Noble Group At Equity Beteiligungen

At Equity Beteiligungen der Noble Group 2014/15; Quelle Iceberg Research, Geschäftsbericht 2016

Konsequenterweise müssten also die nicht börsennotierten Beteiligungen für einen Großteil der 400 Mio-Bewertung verantwortlich gewesen sein. Dies schien alles in allem nur schwer vorstellbar.

Weiterhin wies der Wirtschaftsprüfer Ernst & Young auch hier jede Verantwortung für die Klassifizierung der Beteiligungen weit von sich und sieht die Verantwortung bei Noble bzw. dem Management:

Although the Group held less than 20% of the ownership interest and voting rights in some of the above associates, it has judged that it exercises significant influence through its material commercial and financial transactions and representation on the Board of Directors and Board subcommittees of these associates. – EY im Noble Geschäftsbericht 2013

Key Take Aways

Die Noble Group hatte Ende 2014 At Equity Beteiligungen im Wert von über 1 Mrd.
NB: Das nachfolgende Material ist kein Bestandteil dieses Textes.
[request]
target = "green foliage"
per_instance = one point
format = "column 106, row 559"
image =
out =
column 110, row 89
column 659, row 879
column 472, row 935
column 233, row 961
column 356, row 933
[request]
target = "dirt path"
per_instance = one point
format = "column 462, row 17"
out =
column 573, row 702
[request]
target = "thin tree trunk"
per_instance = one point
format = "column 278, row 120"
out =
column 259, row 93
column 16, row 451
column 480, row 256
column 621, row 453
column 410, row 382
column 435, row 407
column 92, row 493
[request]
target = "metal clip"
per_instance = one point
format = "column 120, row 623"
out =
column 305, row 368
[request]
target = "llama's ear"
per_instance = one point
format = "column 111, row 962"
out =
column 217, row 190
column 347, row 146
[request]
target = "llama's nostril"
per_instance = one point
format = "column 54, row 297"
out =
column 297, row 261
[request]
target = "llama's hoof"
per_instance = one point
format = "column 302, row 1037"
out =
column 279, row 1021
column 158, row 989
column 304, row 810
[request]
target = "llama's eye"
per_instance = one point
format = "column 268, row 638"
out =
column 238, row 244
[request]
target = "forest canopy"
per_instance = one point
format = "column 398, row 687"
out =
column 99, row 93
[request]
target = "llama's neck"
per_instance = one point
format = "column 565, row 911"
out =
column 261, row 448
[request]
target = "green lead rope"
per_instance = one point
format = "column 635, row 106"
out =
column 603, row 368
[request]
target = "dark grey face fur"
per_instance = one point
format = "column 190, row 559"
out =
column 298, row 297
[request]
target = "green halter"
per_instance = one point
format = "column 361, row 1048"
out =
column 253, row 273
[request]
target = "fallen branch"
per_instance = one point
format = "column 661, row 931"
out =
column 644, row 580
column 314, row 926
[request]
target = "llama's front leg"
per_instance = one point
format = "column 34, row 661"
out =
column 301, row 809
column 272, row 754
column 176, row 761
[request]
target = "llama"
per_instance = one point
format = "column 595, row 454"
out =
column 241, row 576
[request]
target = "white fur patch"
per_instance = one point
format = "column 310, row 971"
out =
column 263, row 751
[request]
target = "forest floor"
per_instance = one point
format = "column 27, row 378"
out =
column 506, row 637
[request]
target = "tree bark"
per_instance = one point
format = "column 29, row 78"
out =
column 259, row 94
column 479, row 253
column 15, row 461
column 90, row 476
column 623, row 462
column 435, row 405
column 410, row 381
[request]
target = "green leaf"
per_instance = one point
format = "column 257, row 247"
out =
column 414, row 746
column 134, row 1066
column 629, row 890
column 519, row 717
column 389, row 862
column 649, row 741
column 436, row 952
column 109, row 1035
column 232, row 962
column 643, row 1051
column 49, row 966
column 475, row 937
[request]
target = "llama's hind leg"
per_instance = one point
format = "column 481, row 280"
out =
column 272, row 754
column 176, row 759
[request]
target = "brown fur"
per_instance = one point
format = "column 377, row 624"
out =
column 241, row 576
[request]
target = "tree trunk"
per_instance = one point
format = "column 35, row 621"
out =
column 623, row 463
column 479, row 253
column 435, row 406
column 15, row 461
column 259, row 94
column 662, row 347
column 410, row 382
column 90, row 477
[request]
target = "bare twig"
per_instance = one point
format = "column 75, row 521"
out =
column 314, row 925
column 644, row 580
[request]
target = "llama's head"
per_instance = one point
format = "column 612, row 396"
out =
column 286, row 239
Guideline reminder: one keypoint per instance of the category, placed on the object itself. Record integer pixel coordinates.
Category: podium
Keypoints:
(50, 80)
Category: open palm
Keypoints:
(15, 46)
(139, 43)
USD auf der Bilanz stehen, wovon die mit Abstand größte Beteiligung (Yancoal) über 600 Mio. USD ausmachte. Mit der Bewertung dieser Beteiligungen gab es nun zwei Probleme:

  1. Die Eigentumsanteile waren in vielen Fällen so gering, dass eigentlich keine Einflussnahme unterstellt werden konnte (oft nur 10 bis maximal 15%)
  2. Die Marktwerte jedenfalls der gelisteten Beteiligungen lagen substantiell unterhalb des durch die Noble Group auf Basis eines DCF-Modells initial (also bei erstmaliger Berücksichtigung) ermittelten Buchwerts

Noble nutzte hier die Freiheiten der Rechnungslegungsvorschriften maximal aus, da Et Equity Beteiligungen im Gegensatz zu rein passiven Investments nicht zum aktuellen Marktwert bewertet werden müssen, sondern der Buchwert einfach auf Basis der ursprünglichen Anschaffungskosten fortgeführt werden kann.

Wenn wir ein Unternehmen analysieren, welches einen Großteil seines Wachstums über Akquisitionen generiert, sollten wir uns also die Beteiligungen immer etwas genauer ansehen.